REPUBLIKA.CO.ID, JAKARTA -- Eksekusi mati tenaga kerja Indonesia di Arab Saudi yang tanpa pemberitahuan telah menimbulkan kecaman dari pemerintah. Menurut Badan Nasional Penempatan dan Perlindungan Tenaga Kerja Indonesia (BNP2TKI), pemerintah telah berupaya melakukan yang maksimal untuk meringankan hukuman Tuti Tursilawati, TKI asal Majalengka tersebut.
"Ini sudah tiga kali banding. Semua upaya pemerintah sudah dilakukan, mulai dari penunjukan pengacara, surat presiden, banding, PK, kunjungan ke penjara. Sudah dilakukan Kemenlu dan KBRI kita disana," jelas Direktur Pemetaan dan Harmonisasi Kualitas Tenaga Kerja Luar Negeri II (PHK-TKLN II) BNP2TKI, Yana Anusasana kepada Republika.co.id, Rabu (31/10).
Namun upaya-upaya pemerintah itu malah gagal. Tuti Tursilawati dieksekusi mati oleh otoritas Arab Saudi pada Senin (29/10) pukul 09.00 waktu setempat di penjara Thaif, dan tanpa mengabarkan pemerintah Indonesia sebelumnya.
Upaya-upaya perlindungan TKI di luar negeri merupakan wewenang Kementerian Luar Negeri dan Kedutaan Besar Republik Indonesia. Sementara di dalam negeri, BNP2TKI terus melakukan sosialisasi dan upaya perlindungan bagi para calon TKI dengan mendata mereka secara resmi.
"Selain sosialisasi prosedural, kita mulai perlindungan dari pencatatan, dari dinas tenaga kerja dimana dia berasal. Dalam rangka berupaya memberikan perlindungan yang maksimal," jelas Yana.
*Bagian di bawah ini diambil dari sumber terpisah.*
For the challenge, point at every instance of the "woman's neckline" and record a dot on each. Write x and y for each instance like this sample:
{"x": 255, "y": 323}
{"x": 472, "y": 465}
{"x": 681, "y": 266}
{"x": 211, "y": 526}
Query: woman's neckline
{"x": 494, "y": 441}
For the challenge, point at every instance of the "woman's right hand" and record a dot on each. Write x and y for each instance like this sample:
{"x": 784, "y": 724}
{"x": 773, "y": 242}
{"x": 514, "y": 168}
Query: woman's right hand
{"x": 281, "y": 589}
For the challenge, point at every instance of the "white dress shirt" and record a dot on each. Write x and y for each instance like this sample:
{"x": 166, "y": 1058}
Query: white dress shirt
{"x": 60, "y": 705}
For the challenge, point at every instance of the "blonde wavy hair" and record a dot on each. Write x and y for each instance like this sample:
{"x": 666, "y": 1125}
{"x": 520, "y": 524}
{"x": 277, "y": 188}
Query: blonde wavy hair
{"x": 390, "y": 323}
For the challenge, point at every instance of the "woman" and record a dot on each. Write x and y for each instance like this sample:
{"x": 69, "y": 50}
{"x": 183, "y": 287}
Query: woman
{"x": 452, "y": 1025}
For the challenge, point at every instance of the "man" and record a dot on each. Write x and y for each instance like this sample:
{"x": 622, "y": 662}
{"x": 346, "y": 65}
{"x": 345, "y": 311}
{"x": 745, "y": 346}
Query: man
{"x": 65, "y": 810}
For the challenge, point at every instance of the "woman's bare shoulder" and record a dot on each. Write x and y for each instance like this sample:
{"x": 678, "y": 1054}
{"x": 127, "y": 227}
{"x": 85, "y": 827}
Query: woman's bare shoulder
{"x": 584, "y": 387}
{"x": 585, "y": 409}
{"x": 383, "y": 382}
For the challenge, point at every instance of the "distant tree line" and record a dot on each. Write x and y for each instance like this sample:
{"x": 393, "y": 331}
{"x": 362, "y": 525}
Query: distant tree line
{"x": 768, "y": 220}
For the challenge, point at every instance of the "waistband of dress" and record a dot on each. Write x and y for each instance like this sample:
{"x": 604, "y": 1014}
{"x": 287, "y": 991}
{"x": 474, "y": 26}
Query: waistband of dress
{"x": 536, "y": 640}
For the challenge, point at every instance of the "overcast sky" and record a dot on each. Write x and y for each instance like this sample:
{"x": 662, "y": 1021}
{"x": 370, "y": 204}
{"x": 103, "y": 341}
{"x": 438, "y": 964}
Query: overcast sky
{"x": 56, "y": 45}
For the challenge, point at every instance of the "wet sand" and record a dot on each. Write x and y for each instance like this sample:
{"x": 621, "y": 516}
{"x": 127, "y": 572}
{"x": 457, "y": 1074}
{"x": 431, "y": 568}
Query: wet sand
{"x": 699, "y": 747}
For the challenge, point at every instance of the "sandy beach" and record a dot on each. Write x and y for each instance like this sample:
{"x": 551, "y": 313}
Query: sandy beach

Sebelumnya Direktur Perlindungan Warga Negara Indonesia dan Bantuan Hukum Indonesia (PWNI-BHI) Kementerian Luar Negeri RI, Lalu Muhamad Iqbal menjelaskan bahwa Tuti menerima hukuman mati yang terberat, sehingga banding yang dilakukan selalu gagal.
"Tuti mendapat hukuman mati hadd ghillah, yang tertinggi, tidak bisa dimaafkan oleh siapapun," kata Iqbal pada Selasa (30/10), dikutip dari Antara.
Terdapat tiga tingkatan hukuman mati di Arab Saudi. Hukuman paling rendah adalah ta'zir yang diberikan jika pelaku hanya melanggar pidana di negara tersebut. Hukuman itu bisa dimaafkan oleh raja.
Kedua, adalah qisas yang sesuai Al-Quran dan hadist. Penyelesaian hukuman tersebut dilakukan jika ahli waris korban memaafkan pelaku dan biasanya diselesaikan dengan diyat (denda atau tebusan). Ketiga, hadd ghillah merupakan yang terberat dan tidak dapat dimaafkan oleh siapapun. Hukuman tersebut diberikan jika pelaku melakukan pembunuhan berencana.
Menurut Iqbal, Tuti melakukan pembunuhan bukan saat sedang dilecehkan, sehingga ia didakwa melakukan pembunuhan berencana. "Kalau sedang dilecehkan, itu bisa kita ajukan defence. Kalau kasus Tuti, mungkin karena dendam," kata Iqbal.
Selain Tuti, sebanyak 13 WNI terancam hukuman mati di Arab Saudi. Dari jumlah itu, seorang di antaranya sudah mendapat putusan berkekuatan hukum tetap atau inkracht. "Yang jelas fokus pemerintah memastikan mereka terpenuhi hak-hak hukumnya, yang terpenting adalah pembelaan diri, mendapatkan penterjemah, dan proses peradilan yang fair," kata Iqbal.
Sementara itu, Direktur Eksekutif Amnesty International Indonesia Usman Hamid mengatakan eksekusi mati Tuti merupakan bukti bahwa untuk kesekian kalinya Arab Saudi menciderai etika diplomasi antara kedua negara yang seharusnya mengedepankan penghargaan atas hak asasi manusia (HAM).
"Indonesia harus memprotes keputusan yang melanggar HAM tersebut. Presiden Joko Widodo punya kewenangan untuk memanggil Duta Besar Arab Saudi untuk Indonesia untuk meminta klarifikasi dan menyampaikan protes resmi,” kata Usman Hamid.
Amnesty International menolak penerapan hukuman mati tanpa terkecuali dalam kasus apa pun dan dengan metode apa pun. Menurut Usman, hukuman yang kejam, tidak manusiawi, dan merendahkan martabat manusia tersebut jelas melanggar hak untuk hidup yang dijamin Deklarasi Umum Hak Asasi Manusia (DUHAM) dan Kovenan Internasional Hak-Hak Sipil dan Politik.